Setelah beberapa orde berlalu, kiranya bungkus ‘kontemporer’ lebih melekat
untuk bisa dinikmati semua orang. Anggaplah semua orang berhak menjadi
pujangga, tak hanya tokoh-tokoh macam Ismail Marzuki, WS Rendra, Sapardi Djoko,
dll yang sajak-sajaknya boleh menggema antara. Tentu semua orang berhak
bersajak dengan gaya kekiniannya masing-masing.
Puisi,
tak semua orang bisa mengapresiasinya sesuai yang dimaksudkan penyair. Terlebih
dengan keragaman gaya bersajak tiap orang yang berbeda-beda. Apa yang
difisikkan penyair bisa jadi dimaknai secara beragam. Tentu itu adalah ‘hak’
pengamat sebagai objek pembaca puisi. Ada hal yang menarik di sini bagi saya (walaupun
penulis juga tidak luput dari kedangkalan ilmu tentang hal ini), yaitu penyair dapat
menyampaikan makna dengan sajaknya yang ‘indah’ atau saking indahnya makna dalam puisi itu justru tidak bisa dimaknai.
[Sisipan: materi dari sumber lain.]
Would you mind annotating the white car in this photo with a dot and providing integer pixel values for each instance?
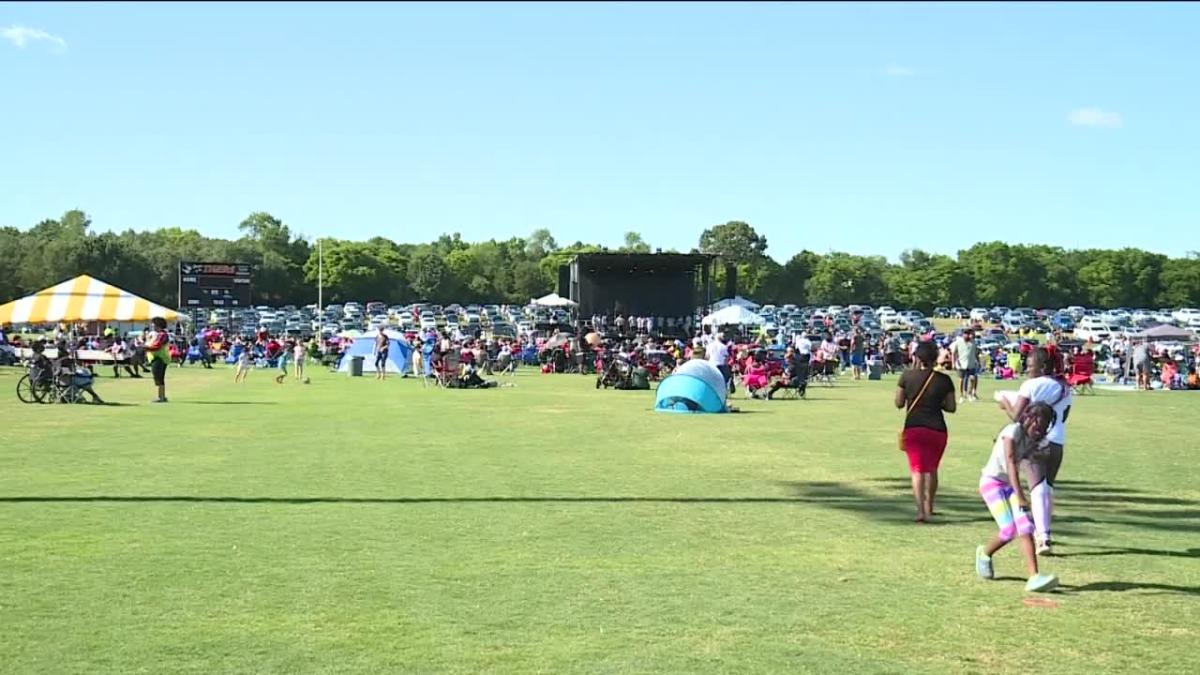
(1092, 328)
(1164, 316)
(1185, 316)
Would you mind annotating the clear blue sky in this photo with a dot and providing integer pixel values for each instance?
(863, 127)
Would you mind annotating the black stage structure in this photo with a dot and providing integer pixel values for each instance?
(659, 285)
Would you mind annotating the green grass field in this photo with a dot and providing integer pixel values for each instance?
(355, 526)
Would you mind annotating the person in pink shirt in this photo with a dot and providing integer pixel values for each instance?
(755, 377)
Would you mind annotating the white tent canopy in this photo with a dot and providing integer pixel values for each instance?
(737, 302)
(553, 300)
(733, 315)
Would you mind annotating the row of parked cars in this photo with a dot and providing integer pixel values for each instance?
(1000, 323)
(306, 322)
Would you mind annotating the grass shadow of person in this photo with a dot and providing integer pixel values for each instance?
(1125, 586)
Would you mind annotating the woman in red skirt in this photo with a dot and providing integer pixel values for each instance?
(925, 394)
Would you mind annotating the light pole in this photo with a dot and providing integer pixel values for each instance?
(321, 294)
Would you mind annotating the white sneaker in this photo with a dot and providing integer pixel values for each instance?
(1043, 545)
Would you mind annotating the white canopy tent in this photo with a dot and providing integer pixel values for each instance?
(733, 315)
(553, 300)
(736, 302)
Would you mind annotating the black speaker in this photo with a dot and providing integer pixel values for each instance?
(564, 281)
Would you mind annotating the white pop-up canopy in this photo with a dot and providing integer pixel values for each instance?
(553, 300)
(738, 302)
(732, 315)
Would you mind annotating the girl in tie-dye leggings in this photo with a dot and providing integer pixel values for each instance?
(1000, 485)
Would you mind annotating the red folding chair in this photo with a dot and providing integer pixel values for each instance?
(1083, 368)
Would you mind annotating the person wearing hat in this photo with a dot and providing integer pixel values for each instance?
(159, 350)
(965, 356)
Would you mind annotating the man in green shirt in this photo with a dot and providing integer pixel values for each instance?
(159, 351)
(965, 353)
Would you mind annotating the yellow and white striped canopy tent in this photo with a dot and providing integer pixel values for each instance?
(82, 298)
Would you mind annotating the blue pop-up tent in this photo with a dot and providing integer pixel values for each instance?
(696, 386)
(399, 353)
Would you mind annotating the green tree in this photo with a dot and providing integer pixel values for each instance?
(735, 242)
(843, 279)
(635, 244)
(426, 274)
(279, 257)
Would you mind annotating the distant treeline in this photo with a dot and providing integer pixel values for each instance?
(516, 269)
Hmmm. Orang hanya terpana bungkusnya tanpa tahu isinya. Bahkan, penyair sendiri
pun bisa terpeleset dengan terlalu memperindah bungkus tanpa memasukkan makna.
Tapi
sebenarnya bukan tentang itu yang ingin saya utarakan. Kecelakaan memaknai
dalam puisi ini saya temukan juga dalam dunia arsitektur. Bangunan berdiri
bukan hanya atas sebuah permintaan rancang bangun. Arsitektur tidaklah sesempit
mengenai ilmu bangunan saja. Memahami arsitektur pun diiringi dengan memahami
ruang yang hidup di sekitar bangunan itu sendiri. Seperti sosial, ekonomi,
budaya, bahkan politik. Hal ini yang terkadang tidak mudah ditangkap oleh
pengamat atau pengguna objek arsitektur. Sama seperti puisi bukan? makna yang
ingin disampaikan oleh sang arsitek tak jauh beda dengan makna yang ingin
disampaikan seorang penyair pada pembaca. Terlepas dari gaya merancang bangun
yang beragam, nilai yang ingin disampaikan arsitek tak sampai pada objek.
Fisik
pada arsitektur sama halnya dengan kata dalam puisi. Keduanya adalah hal yang
ditangkap oleh indera yang kemudian diteruskan sehingga menimbulkan suatu presepsi
tertentu. Saya setuju bahwasanya keberadaan fisik bangunan dan kata dalam puisi
adalah citra yang harus ada dan merupakan wajah daripada karya itu sendiri. Citra
tak mungkin lepas dari objek arsitektur, sepertihalnya kata yang tidak mungkin
tidak tercantum dalam puisi. Mungkin ada khalayak yang memisahkan antara wajah
karya dan makna yang ingin disampaikan didalamnya. Citra karya yang dianggap
indah, memang sengaja dihadirkan sebagai sesuatu yang dapat dinikmati atau
dikagumi oleh indera. Sedangkan makna atau isi karya adalah perihal yang
terlepas dari ‘keindahan’ dalam karya. Akan tetapi bagi saya, keindahan itu
justru bernilai lebih dan lebih jika pengamat juga dapat menangkap keindahan
itu secara sepaket. Sepaket? Ya, keindahan yang memang diciptakan untuk
dirasakan pengamat dan keindahan yang terkadang hanya dimiliki oleh pembuat
karya. Keindahan milik pembuat karya yang dimaksud adalah makna yang ingin
disampaikan lewat karya tersebut. Keindahan yang diketahui oleh pembuat karya
pasti lebih dari sekedar keindahan yang hanya ditangkap oleh objek pengamat.
Sayangnya,
bahkan mau merasakan keindahan yang sepaket, memaknainya yang citra saja
terkadang masih keliru. Memang tidak akan langsung tepat dan sepenuhnya benar
menangkap ‘makna’ yang ingin disampaikan dalam objek arsitketur. Boro-boro
dapat mengetahui maknanya, terkadang pengguna bangunan adalah objek makna itu
sendiri, sehingga....yaaa... kita tidak menyadarinya. Singkat cerita, puisi dan
arsitektur bagi saya adalah hal yang mirip. Dalam KBBII,
Pu.i.si
: gubahan dlm bahasa yg bentuknya dipilih dan ditata secara cermat
sehingga mempertajam kesadaran orang akan pengalaman dan membangkitkan
tanggapan khusus lewat penataan bunyi, irama, dan makna khusus;
Bedanya,
puisi adalah gubahan bahasa sedangkan Arsitektur merupakan gubahan massa dan
ruang yang ditata. Kecelakaan yang kerapkali dilakukan saat mengapresiasi puisi
alangkah baiknya tidak dibawa-bawa saat mengapresiasi objek rancang bangun
arsitektur atau sebut sajalah puisi 3dimensi.